García Martínez – 4 mayo 1993
Cuando alguien discursea en los Estados Unidos, procura siempre decir algo gracioso. Es una manera de romper el hielo entre hablador y oyente. Quien provoca la sonrisa se coloca al nivel de los que están escuchando. El ambiente se torna relajado y la eficacia del mensaje es mayor. Incluso cuando se trata de parlamentos con cierta solemnidad -y no sólo en la entrega de los Oscar-, la costumbre y la idiosincrasia invitan a tomarse las cosas con su miaja de humor.
No suele ocurrir lo mismo en España. Aquí, por lo general, o todo el tiempo Pajares, o todo el tiempo un señor que, con voz campanuda, invita al sueño. A los españoles nos gusta gastar bromas y si son pesadas, aún mejor. Pero, tocante al sentido del humor, andamos todavía muy atrasados. Cuando se actúa con humor, siempre aparece una víctima que considera tocado su honor. Y si entramos en el ámbito de lo político, ¿para qué contarle a usted? En el nuevo Código Penal, humor será sinónimo de difamación. Ni más ni menos.

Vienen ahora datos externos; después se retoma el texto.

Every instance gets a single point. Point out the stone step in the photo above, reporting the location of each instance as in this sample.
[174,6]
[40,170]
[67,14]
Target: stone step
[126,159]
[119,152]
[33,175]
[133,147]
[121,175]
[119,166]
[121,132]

Cuando llega la campaña electoral y los políticos deciden ponerse graciosos, lo normal es que la hagan sucia. Veamos un ejemplo. Anteayer, en la plaza de toros de Murcia, en el transcurso de un mitin, Aznar decía: “Me han comentado que en la Moncloa han puesto una huerta … y que esa huerta patatas tempranas … Lo que tiene que hacer Felipe es dejar la Moncloa y venir a la huerta murciana”. ¡Uf!